This is an overview with all available Master student projects in the Nikhef B-physics (LHCb) group.


If you have your own research proposal, need more detailed information on the (availability) of individual proposals or would like to discuss about other available projects in the group you are always welcome to contact either the contact person for the project and/or the Nikhef B-physics group leader:

Marcel Merk [e-mail: i93_at_nikhef.nl, Tel 020-5925107, Nikhef room N2xx]

For an overview of the theses written in the Nikhef B-physics group you can look at the Nikhef LHCb theses page




Master projects in the Nikhef B-physics group

1) Study of long-living particles


Supervisors: Wouter Hulsbergen (staf) and Veerle Heijne (PhD)


Research description:

Supersymmetry is potentially the key to understand the Dark Matter in the Universe. Within the SUSY framework, long-living supersymmetric particles can exist, which can be detected by the LHCb detector. The search for these particles will be performed on the recent data set recorded in 2012, and some work is also needed on the trigger selection, to prepare for data taking in 2015, when the LHC will be running at a higher center-of-mass energy.

For this project computer skills are needed. The ROOT programme and C++ and/or Python macros are used. You become part of our research group (~5 persons); we have weekly video meetings with colleagues at CERN.


Relevant information:

Master thesis Suzanne Klaver (2013): A Search for Long-lived Neutralinos in LHCb


2) World's best measurement of the Bc+ mass with Bc+ -> Bs pi+


Supervisors: Niels Tuning (staf), Jacco de Vries (PhD)


Research description:

At Nikhef we recently discovered the first weak B-decay with another B-to-B decay: Bc+ -> Bs pi+. The mass difference between the Bc+ and Bs meson is very small (only about 0.9 GeV), and as a result the mass difference can be accurately determined. This will lead to the world's best measurement of the Bc+ mass.

A theoretical component (in collaboration with Robert Fleischer) can be added to this project, by examining the various possible Bc+ decay modes, and make quantitative predictions for the relative branching fractions. Investigating the various decay modes, can lead to a method for determining the absolute production rate of Bc+ mesons at the LHC, which is at present still unknown.

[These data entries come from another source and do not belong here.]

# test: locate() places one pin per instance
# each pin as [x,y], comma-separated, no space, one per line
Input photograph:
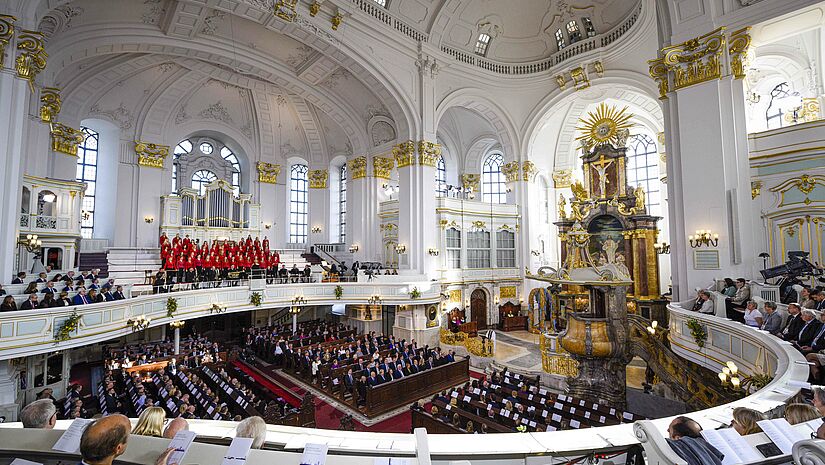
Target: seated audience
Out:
[252,427]
[150,423]
[40,414]
[686,440]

For this project computer skills are needed. The ROOT programme and C++ and/or Python macros are used. This is a small project, where the student can perform his research in an independent way. The group at Nikhef (~2 persons) collaborates with a small group at CERN that studies the same decay, but with a different Bs final state. This research will likely result in an official LHCb publication.


Relevant information:

Master thesis Jacco de Vries (2013): First observation of the decay Bc+ -> B0s pi+

LHCb collaboration, arXiv:1308.4544 (2013): Observation of the decay Bc+ -> Bs pi+

R. Fleischer, N. Serra and N. Tuning, Phys. Rev. D 83, 014017 (2011) Tests of Factorization and SU(3) Relations in B Decays into Heavy-Light Final States


3) Light Higgs search A0 -> mu+mu-


Supervisors: Wouter Hulsbergen (staf), Pieter Davids (PhD)


Research description:

Supersymmetry is potentially the key to understand the Dark Matter in the Universe. In supersymmetry, there is not just one Higgs boson as in the Standard Model, but there ar five Higgs bosons. Certain SUSY models predict a relatively light A0 Higgs particle. The A0 particle can decay to two muons, which would be clearly detectable at LHCb thanks to its excellent mass resolution, leading to a narrow mass peak in the di-muon invariant mass spectrum.

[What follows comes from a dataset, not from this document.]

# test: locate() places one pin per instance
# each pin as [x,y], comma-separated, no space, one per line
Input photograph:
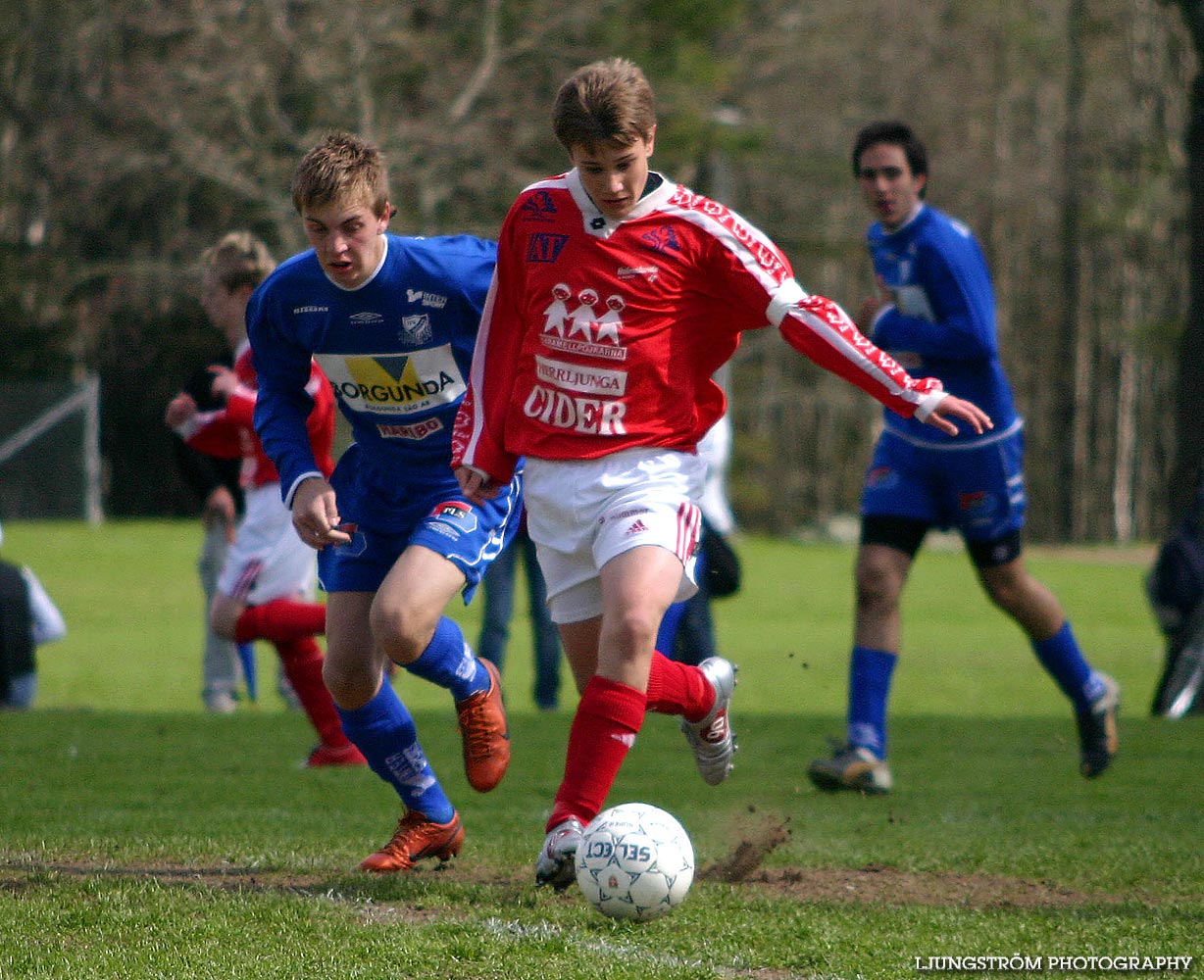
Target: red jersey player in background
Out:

For this project computer skills are needed. The ROOT programme and C++ and/or Python macros are used. This is a new project, within the small group at Nikhef (~3 persons). The analysis resembles the search for the decay Bs->mu+mu-, which was discovered this Summer and led to a lot of attention.


Relevant information:

LHCb collaboration, arXiv:1307.5024 Measurement of the B0s->mu+mu- branching fraction and search for B0->mu+mu- decays at the LHCb experiment


4) Understanding 'penguin pollution' in phi_s with Bs -> J/psi K* decays

Supervisors: Gerhard Raven (staf), Vasilis Syropoulos (PhD)


Research description:

The measurement of the CP-violating phase phi_s is a flagship in LHCb. A deviating measurement of phi_s can be a hint of new particles, and can shed light on the mystery why we live in a matter-dominated Universe without anti-matter. However, certain decay diagrams (called 'penguin' diagrams) can affect the measurement of phi_s, which is theoretically difficult to quantify. To solve this problem, measurements on the decay Bs->J/psiK* will provide important constraints on these penguin contributions.

For this project computer skills are needed. The ROOT programme and C++ and/or Python macros are used. This is a project that is closely related to the larger effort at Nikhef (~5 people) of measuring phi_s with Bs->J/psiPhi decays. Weekly video meetings with CERN coordinate the efforts within the LHCb collaboration.


Relevant information:

LHCb collaboration, arXiv:1304.2600, Measurement of CP-violation and the Bs0-meson decay width difference with Bs0->J/psiK+K- and Bs0->J/psi pi+pi- decays

5) Search for a light Higgs in the decay Sigma+ -> p mu mu

Supervisors: Francesco Dettori (postdoc), Antonio Pellegrino (staf), Siim Tolk (PhD)


Research description:

The decay Sigma+ -> p mu mu is very rare in the Standard Model. In 2005 the HyperCP experiment has seen first evidence of this decay, but with a very peculiar feature: all the three events seen have the same dimuon invariant mass. This could be due to new particles (a very light Higgs?) giving rise to a decay of the type Sigma -> p X decay, with X decaying into two muons. The search for this decay at LHCb is important both to confirm this very rare process and to search for possible new phenomena.

For this project computer skills are needed. The ROOT programme and C++ and/or Python macros are used. This is a small project, where the student can perform his research in an independent way.

This research will likely result in an official LHCb publication.


Relevant information:

HyperCP Collaboration, Phys. Rev. Lett. 94, 021801 (2005) [http://arxiv.org/abs/hep-ex/0501014 Evidence for the decay Sigma+ -> p mu mu ]

Xiao-Gang He, Jusak Tandean, G. Valencia, Phys. Rev. Lett. 98, 081802 (2007) [http://arxiv.org/abs/hep-ph/0610362 Has HyperCP Observed a Light Higgs Boson? ]